The anonymity afforded to the victims of Duterte’s drug war tragically supports this distortion. Stripped of individual identity, they are collectively branded as a threatening group – drug addicts and dealers – deemed expendable and deserving of eradication.

These victims are overwhelmingly from impoverished communities, often accused of minor offenses. The vast majority were not brought to justice through legal channels, but were instead subjected to extrajudicial killings.

The manner of these killings was deliberately designed to instill terror, maximizing the horrific impact. The images were carefully crafted to evoke fear and submission, a calculated performance of brutality.

For an entire nation to be collectively terrorized into accepting extrajudicial killings requires a willful blindness to the orchestration of fear, a deliberate staging of violence. This acceptance is only possible when victims are dehumanized, reduced to a faceless collective.

For many privileged Filipinos, even those in the middle class, the poor are not fully recognized as individuals deserving of the same rights and protections. This societal disconnect creates a fertile ground for impunity.

When a president openly declares that “drug addicts are not human,” the stage is set for unchecked violence and the erosion of fundamental human dignity. Such rhetoric legitimizes brutality and removes any moral constraints.

While the immediate victims are individuals with lives tragically cut short – many of them young people with unrealized potential – the scope of crimes against humanity extends far beyond their individual deaths.

The larger picture encompasses the systematic dehumanization of the poor, their exploitation as tools for political gain, the deliberate creation of a climate of terror through graphic imagery, and the normalization of fatal hatred within Filipino society.

It includes the presentation of these gruesome executions to the world as a uniquely Filipino form of justice, and the attempt to rationalize this violence through appeals to cultural explanations. All of this constitutes a dangerous proposition to the global community.

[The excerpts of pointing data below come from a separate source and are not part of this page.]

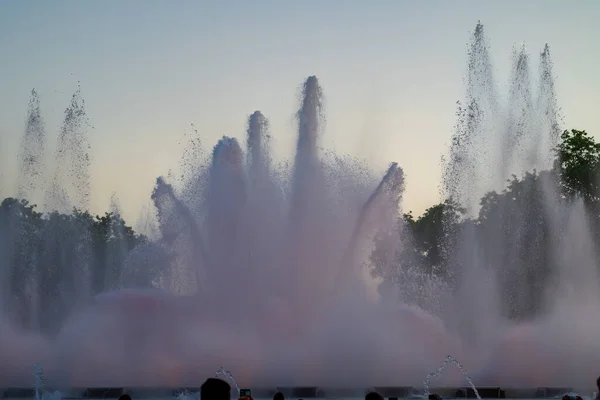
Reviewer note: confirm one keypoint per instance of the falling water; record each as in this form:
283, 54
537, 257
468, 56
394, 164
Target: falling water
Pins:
449, 360
31, 166
225, 373
265, 267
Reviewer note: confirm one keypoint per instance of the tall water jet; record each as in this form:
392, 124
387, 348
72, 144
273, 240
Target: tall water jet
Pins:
307, 190
226, 200
258, 142
30, 172
519, 117
71, 183
70, 188
180, 233
276, 276
548, 119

This proposition asserts that horror-making can be a legitimate form of governance, that the victims are insignificant, even non-human, and that the state has the right to exercise lethal force outside the bounds of the law.

It suggests that governance can be reduced to a macabre spectacle, a theater of death. It embodies the deadly irony that extrajudicial killings can be justified as a means to a “good” end – in this case, the false promise of national salvation from drug-related crime.

This proposition – that the deliberate infliction of suffering and death can be considered a form of humanity – is itself a crime against humanity. It represents a profound and dangerous assault on the very principles of human dignity and universal justice.